The SEC Order determined that:

  • the firm's audit team failed repeatedly to detect the company's ongoing fraud for over four years despite placing the energy company audits in a high-risk category;
  • the firm's audit team relied on the energy company's unsubstantiated explanations instead of performing required audit procedures in order to scrutinize the company's accounting, even though it was aware that the company made post-closing adjustments in order to lower the year-end provision significantly for income taxes each year; and
  • the firm failed to minimize recurrent known problems experienced by its audit team when auditing tax accounting.

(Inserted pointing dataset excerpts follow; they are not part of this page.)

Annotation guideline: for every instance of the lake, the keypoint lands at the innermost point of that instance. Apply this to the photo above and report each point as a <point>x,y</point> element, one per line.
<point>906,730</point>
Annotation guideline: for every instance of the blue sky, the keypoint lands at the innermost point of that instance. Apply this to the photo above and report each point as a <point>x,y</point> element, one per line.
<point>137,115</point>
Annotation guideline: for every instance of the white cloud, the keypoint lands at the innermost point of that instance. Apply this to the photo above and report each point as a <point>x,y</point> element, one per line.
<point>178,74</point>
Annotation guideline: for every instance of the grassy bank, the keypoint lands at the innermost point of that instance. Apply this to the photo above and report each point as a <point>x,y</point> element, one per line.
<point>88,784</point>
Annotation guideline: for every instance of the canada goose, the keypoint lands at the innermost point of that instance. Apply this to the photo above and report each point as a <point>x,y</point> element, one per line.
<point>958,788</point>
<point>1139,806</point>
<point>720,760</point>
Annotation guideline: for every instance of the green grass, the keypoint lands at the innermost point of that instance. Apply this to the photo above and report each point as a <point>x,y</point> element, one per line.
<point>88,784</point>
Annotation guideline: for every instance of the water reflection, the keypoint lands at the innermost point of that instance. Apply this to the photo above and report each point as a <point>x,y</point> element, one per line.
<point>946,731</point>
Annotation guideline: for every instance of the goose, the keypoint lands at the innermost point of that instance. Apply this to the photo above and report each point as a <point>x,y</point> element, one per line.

Enforcement Director Andrew J. Ceresney remarked that the responsibility for addressing such failures lies with auditing and accounting professionals:

Audit and national office professionals must appropriately address known deficiencies in their auditing of high-risk areas, and auditors must have the fortitude to refuse to sign off on an audit if important issues remain unresolved. [This firm] failed to ensure that material post-closing accounting adjustments were justified by appropriate audit evidence, leading to a significant audit failure.

The firm agreed to pay (i) a disgorgement of $9 million, (ii) prejudgment interest of more than $1.8 million, and (iii) a penalty of $1 million.